Disease-related concerns:

• Diabetes: In the JUPITER study, small increases in hemoglobin (Hb) A1c (mean HbA1c increased by ~0.1%) and physician-reported diabetes was significantly higher in the rosuvastatin group compared to placebo (Ridker, 2008). Overall, evidence supporting an association with diabetes risk is lacking. Because the clear benefits on cardiovascular disease risk outweigh any potential detrimental effects on glucose metabolism, the use of HMG-CoA reductase inhibitors in patients with diabetes continues to be recommended (ADA, 2011).
• Hepatic impairment and/or ethanol use: Use with caution in patients who consume large amounts of ethanol or have a history of liver disease. Use is contraindicated with active liver disease or unexplained transaminase elevations. In all patients, liver function must be monitored by baseline and periodic laboratory assessment; may cause hepatic dysfunction.
• Renal impairment: Dosage adjustment required in patients with a Clcr <30 mL/minute/1.73 m2 (contraindicated in the Canadian labeling).

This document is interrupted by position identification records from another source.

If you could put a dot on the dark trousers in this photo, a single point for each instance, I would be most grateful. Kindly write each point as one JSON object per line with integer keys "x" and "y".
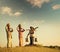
{"x": 31, "y": 40}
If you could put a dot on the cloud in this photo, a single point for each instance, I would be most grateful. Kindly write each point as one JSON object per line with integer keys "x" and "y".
{"x": 38, "y": 3}
{"x": 55, "y": 7}
{"x": 17, "y": 13}
{"x": 9, "y": 11}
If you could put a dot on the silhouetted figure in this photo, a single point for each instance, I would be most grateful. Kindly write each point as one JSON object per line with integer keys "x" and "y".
{"x": 20, "y": 33}
{"x": 31, "y": 33}
{"x": 9, "y": 35}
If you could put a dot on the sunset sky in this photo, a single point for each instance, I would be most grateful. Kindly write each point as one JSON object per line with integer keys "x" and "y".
{"x": 42, "y": 13}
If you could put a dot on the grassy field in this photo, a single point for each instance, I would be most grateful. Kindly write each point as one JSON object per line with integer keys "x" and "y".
{"x": 29, "y": 49}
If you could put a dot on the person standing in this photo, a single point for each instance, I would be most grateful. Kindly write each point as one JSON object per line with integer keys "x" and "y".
{"x": 9, "y": 31}
{"x": 31, "y": 33}
{"x": 20, "y": 34}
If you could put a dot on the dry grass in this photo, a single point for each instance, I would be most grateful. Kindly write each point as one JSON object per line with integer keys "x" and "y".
{"x": 29, "y": 49}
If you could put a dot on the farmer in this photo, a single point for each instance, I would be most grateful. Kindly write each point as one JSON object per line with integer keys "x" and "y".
{"x": 20, "y": 32}
{"x": 9, "y": 31}
{"x": 31, "y": 33}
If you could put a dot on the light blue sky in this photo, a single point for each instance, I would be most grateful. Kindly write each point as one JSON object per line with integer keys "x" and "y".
{"x": 46, "y": 17}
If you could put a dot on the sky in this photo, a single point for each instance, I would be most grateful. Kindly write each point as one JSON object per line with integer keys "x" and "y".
{"x": 42, "y": 13}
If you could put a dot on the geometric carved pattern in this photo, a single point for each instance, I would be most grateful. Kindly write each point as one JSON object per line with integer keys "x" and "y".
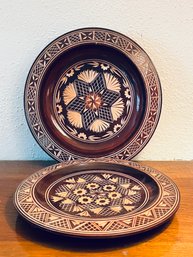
{"x": 110, "y": 39}
{"x": 82, "y": 186}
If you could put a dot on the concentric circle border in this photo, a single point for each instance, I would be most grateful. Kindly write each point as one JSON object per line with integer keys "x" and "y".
{"x": 156, "y": 214}
{"x": 98, "y": 36}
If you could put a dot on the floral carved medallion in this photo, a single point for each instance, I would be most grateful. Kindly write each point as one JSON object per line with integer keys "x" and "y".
{"x": 93, "y": 101}
{"x": 92, "y": 93}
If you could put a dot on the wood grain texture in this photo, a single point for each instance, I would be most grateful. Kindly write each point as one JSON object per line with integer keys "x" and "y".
{"x": 18, "y": 238}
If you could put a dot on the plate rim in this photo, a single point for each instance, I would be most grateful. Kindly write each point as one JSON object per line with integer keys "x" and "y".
{"x": 157, "y": 177}
{"x": 48, "y": 143}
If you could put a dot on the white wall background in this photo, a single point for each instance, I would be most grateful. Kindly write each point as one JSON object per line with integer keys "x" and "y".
{"x": 164, "y": 28}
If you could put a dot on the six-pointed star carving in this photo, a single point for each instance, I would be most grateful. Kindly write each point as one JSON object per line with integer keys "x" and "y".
{"x": 93, "y": 100}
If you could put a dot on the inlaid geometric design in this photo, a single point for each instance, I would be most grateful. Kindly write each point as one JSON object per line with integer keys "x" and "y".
{"x": 98, "y": 194}
{"x": 130, "y": 50}
{"x": 97, "y": 202}
{"x": 92, "y": 103}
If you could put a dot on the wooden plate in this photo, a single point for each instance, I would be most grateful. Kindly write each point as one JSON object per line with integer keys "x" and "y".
{"x": 92, "y": 93}
{"x": 97, "y": 198}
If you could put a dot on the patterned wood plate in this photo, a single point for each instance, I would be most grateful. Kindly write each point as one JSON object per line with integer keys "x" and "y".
{"x": 92, "y": 93}
{"x": 97, "y": 198}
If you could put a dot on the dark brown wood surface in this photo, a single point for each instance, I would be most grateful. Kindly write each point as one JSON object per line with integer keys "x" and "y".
{"x": 18, "y": 238}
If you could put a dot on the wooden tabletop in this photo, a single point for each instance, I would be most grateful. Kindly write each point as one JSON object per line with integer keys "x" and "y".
{"x": 18, "y": 238}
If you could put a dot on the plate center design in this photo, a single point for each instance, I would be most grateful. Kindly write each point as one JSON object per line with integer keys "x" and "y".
{"x": 97, "y": 194}
{"x": 92, "y": 101}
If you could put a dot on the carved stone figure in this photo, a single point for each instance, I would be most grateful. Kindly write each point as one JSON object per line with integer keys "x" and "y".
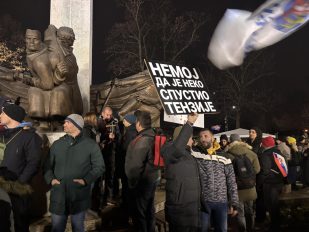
{"x": 47, "y": 98}
{"x": 60, "y": 42}
{"x": 130, "y": 94}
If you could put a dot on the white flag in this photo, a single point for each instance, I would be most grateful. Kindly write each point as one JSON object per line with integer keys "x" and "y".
{"x": 240, "y": 32}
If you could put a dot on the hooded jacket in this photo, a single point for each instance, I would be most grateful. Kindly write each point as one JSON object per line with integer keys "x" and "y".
{"x": 270, "y": 173}
{"x": 72, "y": 158}
{"x": 22, "y": 153}
{"x": 139, "y": 165}
{"x": 241, "y": 148}
{"x": 183, "y": 189}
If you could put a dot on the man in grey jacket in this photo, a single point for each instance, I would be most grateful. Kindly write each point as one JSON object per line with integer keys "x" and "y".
{"x": 219, "y": 189}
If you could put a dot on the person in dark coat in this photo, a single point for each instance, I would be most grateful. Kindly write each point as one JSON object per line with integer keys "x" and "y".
{"x": 74, "y": 163}
{"x": 255, "y": 139}
{"x": 129, "y": 135}
{"x": 109, "y": 141}
{"x": 20, "y": 153}
{"x": 143, "y": 176}
{"x": 183, "y": 191}
{"x": 269, "y": 185}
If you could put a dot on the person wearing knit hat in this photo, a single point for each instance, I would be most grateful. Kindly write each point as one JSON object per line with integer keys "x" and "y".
{"x": 75, "y": 162}
{"x": 14, "y": 112}
{"x": 234, "y": 137}
{"x": 224, "y": 141}
{"x": 290, "y": 140}
{"x": 268, "y": 142}
{"x": 20, "y": 153}
{"x": 130, "y": 118}
{"x": 269, "y": 183}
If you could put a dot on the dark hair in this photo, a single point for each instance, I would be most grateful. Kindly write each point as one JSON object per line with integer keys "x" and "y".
{"x": 143, "y": 118}
{"x": 206, "y": 129}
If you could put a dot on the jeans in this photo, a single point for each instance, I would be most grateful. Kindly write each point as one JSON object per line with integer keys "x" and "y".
{"x": 218, "y": 211}
{"x": 59, "y": 222}
{"x": 244, "y": 220}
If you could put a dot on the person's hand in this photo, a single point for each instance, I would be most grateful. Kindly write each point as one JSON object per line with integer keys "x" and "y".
{"x": 79, "y": 181}
{"x": 54, "y": 182}
{"x": 192, "y": 118}
{"x": 62, "y": 68}
{"x": 111, "y": 135}
{"x": 28, "y": 81}
{"x": 233, "y": 212}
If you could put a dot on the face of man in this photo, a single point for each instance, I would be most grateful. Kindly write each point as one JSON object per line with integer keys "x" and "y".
{"x": 68, "y": 127}
{"x": 206, "y": 139}
{"x": 126, "y": 123}
{"x": 252, "y": 134}
{"x": 33, "y": 41}
{"x": 107, "y": 114}
{"x": 4, "y": 119}
{"x": 223, "y": 142}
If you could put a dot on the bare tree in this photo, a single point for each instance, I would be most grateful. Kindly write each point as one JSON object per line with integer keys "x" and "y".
{"x": 151, "y": 30}
{"x": 242, "y": 87}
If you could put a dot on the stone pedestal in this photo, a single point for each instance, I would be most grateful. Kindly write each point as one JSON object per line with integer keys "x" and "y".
{"x": 77, "y": 14}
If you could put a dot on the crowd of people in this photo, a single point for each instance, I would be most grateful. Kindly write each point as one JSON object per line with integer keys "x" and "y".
{"x": 208, "y": 183}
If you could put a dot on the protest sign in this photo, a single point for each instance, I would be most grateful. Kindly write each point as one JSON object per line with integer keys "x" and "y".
{"x": 181, "y": 89}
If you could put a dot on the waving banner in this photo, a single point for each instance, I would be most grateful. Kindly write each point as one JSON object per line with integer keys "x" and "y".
{"x": 240, "y": 32}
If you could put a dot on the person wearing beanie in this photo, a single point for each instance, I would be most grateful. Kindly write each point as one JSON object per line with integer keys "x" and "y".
{"x": 73, "y": 165}
{"x": 255, "y": 139}
{"x": 270, "y": 182}
{"x": 20, "y": 152}
{"x": 295, "y": 163}
{"x": 182, "y": 179}
{"x": 223, "y": 141}
{"x": 109, "y": 142}
{"x": 239, "y": 151}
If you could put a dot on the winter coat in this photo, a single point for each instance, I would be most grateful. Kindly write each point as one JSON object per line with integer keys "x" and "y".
{"x": 270, "y": 173}
{"x": 23, "y": 153}
{"x": 241, "y": 148}
{"x": 183, "y": 190}
{"x": 6, "y": 213}
{"x": 139, "y": 166}
{"x": 72, "y": 158}
{"x": 217, "y": 177}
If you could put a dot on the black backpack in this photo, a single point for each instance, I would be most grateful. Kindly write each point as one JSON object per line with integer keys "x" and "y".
{"x": 244, "y": 172}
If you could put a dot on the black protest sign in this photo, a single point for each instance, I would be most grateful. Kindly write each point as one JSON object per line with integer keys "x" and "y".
{"x": 181, "y": 89}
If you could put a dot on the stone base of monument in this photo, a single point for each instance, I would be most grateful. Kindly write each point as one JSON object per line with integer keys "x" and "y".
{"x": 92, "y": 223}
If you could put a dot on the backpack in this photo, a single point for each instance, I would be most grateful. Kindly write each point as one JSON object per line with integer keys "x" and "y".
{"x": 159, "y": 141}
{"x": 281, "y": 164}
{"x": 158, "y": 160}
{"x": 244, "y": 172}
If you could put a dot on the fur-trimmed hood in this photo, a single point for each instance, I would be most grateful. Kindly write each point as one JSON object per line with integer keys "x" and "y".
{"x": 237, "y": 147}
{"x": 15, "y": 187}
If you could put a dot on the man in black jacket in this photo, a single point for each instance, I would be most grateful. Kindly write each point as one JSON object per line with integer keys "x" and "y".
{"x": 269, "y": 184}
{"x": 183, "y": 191}
{"x": 21, "y": 149}
{"x": 142, "y": 174}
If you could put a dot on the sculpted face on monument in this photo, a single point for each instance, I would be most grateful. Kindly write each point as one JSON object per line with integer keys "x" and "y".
{"x": 33, "y": 40}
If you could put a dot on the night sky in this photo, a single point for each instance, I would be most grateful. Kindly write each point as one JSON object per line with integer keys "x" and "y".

Concurrent drug therapy issues:

• Cyclosporine: Cyclosporine significantly increases levels of rosuvastatin. Dose of rosuvastatin should be limited to 5 mg/day (concomitant use is contraindicated in the Canadian labeling).
• Gemfibrozil: Gemfibrozil significantly increases levels of rosuvastatin. Concomitant use of gemfibrozil is not recommended. If use of gemfibrozil is warranted, dose of rosuvastatin should be limited to 10 mg/day. Use of gemfibrozil or other fibrates in patients receiving concomitant rosuvastatin 40 mg/day is contraindicated in the Canadian labeling.
• Niacin: Use of niacin may increase the risk of myopathy when used with rosuvastatin. A reduction in rosuvastatin dose should be considered. Use in patients receiving concomitant rosuvastatin 40 mg/day is contraindicated in the Canadian labeling.
• Protease inhibitor/ritonavir combinations: Use with caution with concurrent protease inhibitor/ritonavir combinations. Atazanavir/ritonavir and lopinavir/ritonavir significantly increase rosuvastatin serum concentration; limit dose of rosuvastatin to 10 mg/day.
• Warfarin: Rosuvastatin significantly increases INR in patients on warfarin. INR should be monitored before starting rosuvastatin and frequently during therapy.

Special Populations:

• Asian population: Increased risk of rosuvastatin-associated myopathy in certain subgroups; dosage adjustment should be considered for patients of Asian descent. Use of rosuvastatin at a dose of 40 mg/day in Asian patients is contraindicated in the Canadian labeling.
• Elderly: Use with caution in patients with advanced age, these patients are predisposed to myopathy.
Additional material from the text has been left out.